For a heartbeat, I think the river has exploded.
Power tears through the air, hot and cold at once, slamming into my chest like a runaway truck. My knees hit dirt. Sparks race across my skin, raising every hair, every nerve screaming.
Someone roars. Several someones.
“Down!” Jarek snarls, throwing himself over me as a blast of invisible force rips along the bank. The wards — those quiet, invisible threads that kept human eyes from seeing too much and kept casual magic from spilling over — aren’t just broken. They’re gone.
The world smells wrong.
Ozone. Burnt stone. And underneath: wolf, yes, but not city. Not forest. Something older.
“Get her back!” Corren’s voice is a cracked whip.
Hands grab for me — Jarek, another city wolf — but the border is a live wire under my palms now, humming with the echo of whatever just tore through it. My wolf is wide‑eyed, panting, stunned.
On the forest side, Rhun staggers, then straightens. Behind him, trees shudder as if slapped by an unseen hand. Dark shapes shift between the trunks — wolves, half‑shifted forms — all thrown off balance by the blast.
“Was that you?” Corren snaps at Rhun, eyes blazing. “Is this some new trick of your alpha’s?”
Rhun’s lips peel back. “We don’t burn our own wards, city boy.”
Another presence rolls out of the trees before the insult can land.
Vaelor steps into view like the night decided to grow a spine. He’s fully human, bare‑chested, jeans low on his hips, feet bare on the leaf‑litter. The storm scent that is uniquely his hits me like a second wave, knocking my already‑scrambled senses sideways.
He looks from the smoking air above the river to me, still on my knees in the dirt, then to Corren. His jaw tightens.
“Call them off,” he says, voice rough. “All of them. This wasn’t us.”
Corren’s aura flares. “You cross my border, call for my wolf, shatter wards and expect me to take your word?”
Vaelor’s gaze snaps back to me. “Seryn.”
My name in his mouth is low, fierce, terrifyingly gentle. My wolf lurches toward him again, even as my skin still hums with Corren’s power.
“I didn’t do that,” I rasp. “Neither did they.”

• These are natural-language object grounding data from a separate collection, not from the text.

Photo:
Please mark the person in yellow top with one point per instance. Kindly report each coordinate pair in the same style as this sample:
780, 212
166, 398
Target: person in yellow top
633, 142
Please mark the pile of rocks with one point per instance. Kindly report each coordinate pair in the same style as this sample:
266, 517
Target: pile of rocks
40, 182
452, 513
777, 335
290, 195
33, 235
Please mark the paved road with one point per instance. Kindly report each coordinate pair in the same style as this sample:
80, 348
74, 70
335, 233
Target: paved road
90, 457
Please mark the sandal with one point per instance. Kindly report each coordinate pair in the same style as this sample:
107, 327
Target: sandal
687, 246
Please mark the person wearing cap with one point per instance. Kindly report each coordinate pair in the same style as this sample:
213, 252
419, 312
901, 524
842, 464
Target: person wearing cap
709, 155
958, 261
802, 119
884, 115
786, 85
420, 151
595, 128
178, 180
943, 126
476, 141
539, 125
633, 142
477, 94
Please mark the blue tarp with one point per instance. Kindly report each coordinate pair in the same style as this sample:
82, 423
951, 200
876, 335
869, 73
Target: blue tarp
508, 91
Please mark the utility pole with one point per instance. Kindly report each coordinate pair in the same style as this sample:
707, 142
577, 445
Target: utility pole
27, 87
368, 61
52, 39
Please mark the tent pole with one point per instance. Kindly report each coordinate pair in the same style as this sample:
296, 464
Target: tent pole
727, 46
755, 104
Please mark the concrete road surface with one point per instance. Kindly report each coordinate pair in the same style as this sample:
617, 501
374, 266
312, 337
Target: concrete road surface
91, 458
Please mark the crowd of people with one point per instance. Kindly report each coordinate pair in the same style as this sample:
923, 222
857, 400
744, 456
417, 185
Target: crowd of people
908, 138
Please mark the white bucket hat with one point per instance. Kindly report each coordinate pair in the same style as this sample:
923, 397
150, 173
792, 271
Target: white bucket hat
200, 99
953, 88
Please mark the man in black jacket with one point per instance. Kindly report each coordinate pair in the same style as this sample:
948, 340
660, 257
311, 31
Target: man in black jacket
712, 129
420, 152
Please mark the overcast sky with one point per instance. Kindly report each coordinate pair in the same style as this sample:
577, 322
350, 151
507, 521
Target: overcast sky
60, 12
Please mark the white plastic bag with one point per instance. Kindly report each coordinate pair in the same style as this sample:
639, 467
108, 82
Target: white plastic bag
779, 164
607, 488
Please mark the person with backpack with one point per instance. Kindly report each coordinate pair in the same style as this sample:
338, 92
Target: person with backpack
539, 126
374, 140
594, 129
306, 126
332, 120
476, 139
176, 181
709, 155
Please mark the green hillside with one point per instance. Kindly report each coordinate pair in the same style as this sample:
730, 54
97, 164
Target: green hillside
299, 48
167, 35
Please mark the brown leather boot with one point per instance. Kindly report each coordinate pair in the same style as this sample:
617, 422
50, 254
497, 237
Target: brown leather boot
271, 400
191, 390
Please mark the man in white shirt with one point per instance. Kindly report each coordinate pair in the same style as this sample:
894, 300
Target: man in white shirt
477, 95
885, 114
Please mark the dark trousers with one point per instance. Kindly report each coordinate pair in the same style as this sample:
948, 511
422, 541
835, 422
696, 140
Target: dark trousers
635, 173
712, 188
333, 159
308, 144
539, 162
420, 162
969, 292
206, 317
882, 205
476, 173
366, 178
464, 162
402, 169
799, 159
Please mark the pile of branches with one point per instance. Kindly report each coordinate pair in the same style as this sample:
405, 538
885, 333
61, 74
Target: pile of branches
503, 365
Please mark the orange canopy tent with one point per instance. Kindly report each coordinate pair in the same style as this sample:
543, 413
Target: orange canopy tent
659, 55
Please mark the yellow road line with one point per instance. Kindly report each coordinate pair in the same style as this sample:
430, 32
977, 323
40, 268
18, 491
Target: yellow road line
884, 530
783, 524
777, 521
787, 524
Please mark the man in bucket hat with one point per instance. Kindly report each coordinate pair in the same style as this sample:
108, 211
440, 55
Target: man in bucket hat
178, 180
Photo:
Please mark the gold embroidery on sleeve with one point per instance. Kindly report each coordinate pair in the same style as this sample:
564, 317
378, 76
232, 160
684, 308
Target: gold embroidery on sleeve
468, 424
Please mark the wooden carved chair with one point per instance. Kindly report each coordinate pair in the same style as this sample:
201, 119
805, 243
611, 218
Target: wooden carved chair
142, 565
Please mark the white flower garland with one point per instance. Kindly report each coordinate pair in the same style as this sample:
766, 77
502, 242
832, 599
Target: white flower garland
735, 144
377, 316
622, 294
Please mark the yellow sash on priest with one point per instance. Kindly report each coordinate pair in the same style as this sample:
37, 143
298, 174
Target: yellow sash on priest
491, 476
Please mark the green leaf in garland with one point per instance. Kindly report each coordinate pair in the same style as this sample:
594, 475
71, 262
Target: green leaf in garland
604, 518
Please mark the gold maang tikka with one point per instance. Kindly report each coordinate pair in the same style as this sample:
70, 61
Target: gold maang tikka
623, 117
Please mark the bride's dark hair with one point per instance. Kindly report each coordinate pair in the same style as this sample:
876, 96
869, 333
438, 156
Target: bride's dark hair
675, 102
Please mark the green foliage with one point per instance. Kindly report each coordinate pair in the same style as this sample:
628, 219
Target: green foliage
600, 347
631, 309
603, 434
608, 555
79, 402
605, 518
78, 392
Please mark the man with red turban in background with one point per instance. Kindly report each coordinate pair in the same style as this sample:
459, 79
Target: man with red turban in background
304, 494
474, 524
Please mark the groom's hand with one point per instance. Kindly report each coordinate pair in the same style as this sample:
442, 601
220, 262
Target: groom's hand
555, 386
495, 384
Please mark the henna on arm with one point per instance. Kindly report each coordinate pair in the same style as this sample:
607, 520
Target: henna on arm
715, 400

The river swirls, catching stray glimmers of… something. Light clings to the torn edges of magic like cobweb. In its reflection, faint and warping, I see it: a mark like a circle broken and redrawn, glowing just above the waterline.
I’ve seen that symbol before. On old paper in Maelith’s hands. In my mother’s eyes when she wouldn’t explain. In blood, in dreams.
The circle. The failed ritual.
But this version is wrong. New lines cut through the old. Someone has updated it.
“Someone else is here,” I whisper. “Or close enough to touch this place.”
Jarek’s grip on my arm tightens. “Who?”
A second pulse rolls up from the earth, gentler, but carrying words only my bones seem to understand. My wolf goes very still, listening.
Across the water, Vaelor’s pupils blow wide. On my side, Corren’s nostrils flare, attention snapping past me to that floating, shifting mark.
“All of you get away from the edge,” Jarek orders.
Nobody moves. We’re caught, three centers of gravity and one jagged symbol tying the world into a knot.
Vaelor takes a slow step closer to the line, eyes on mine. “You feel that?”
“Yes,” I breathe. “It feels like—”
“Like the last time we tried to bind two packs through one heart,” Corren finishes hoarsely.
Rhun swears under his breath. “This isn’t our doing. But whoever lit that?” He jerks his chin at the symbol. “They knew exactly where to aim.”
In the aftertaste of the magic, under ozone and fear, I catch a flicker of something else. Familiar. Faded.
My father’s scent.
The realization punches the air out of me.
“Garric,” I whisper, before I can stop myself.
Two alphas freeze.
The broken circle glows brighter, then sinks slowly into the river, vanishing beneath black water.
The wards are gone. The border isn’t just a line anymore. It’s a wound.
And somewhere out there, whoever tore it open knows my name.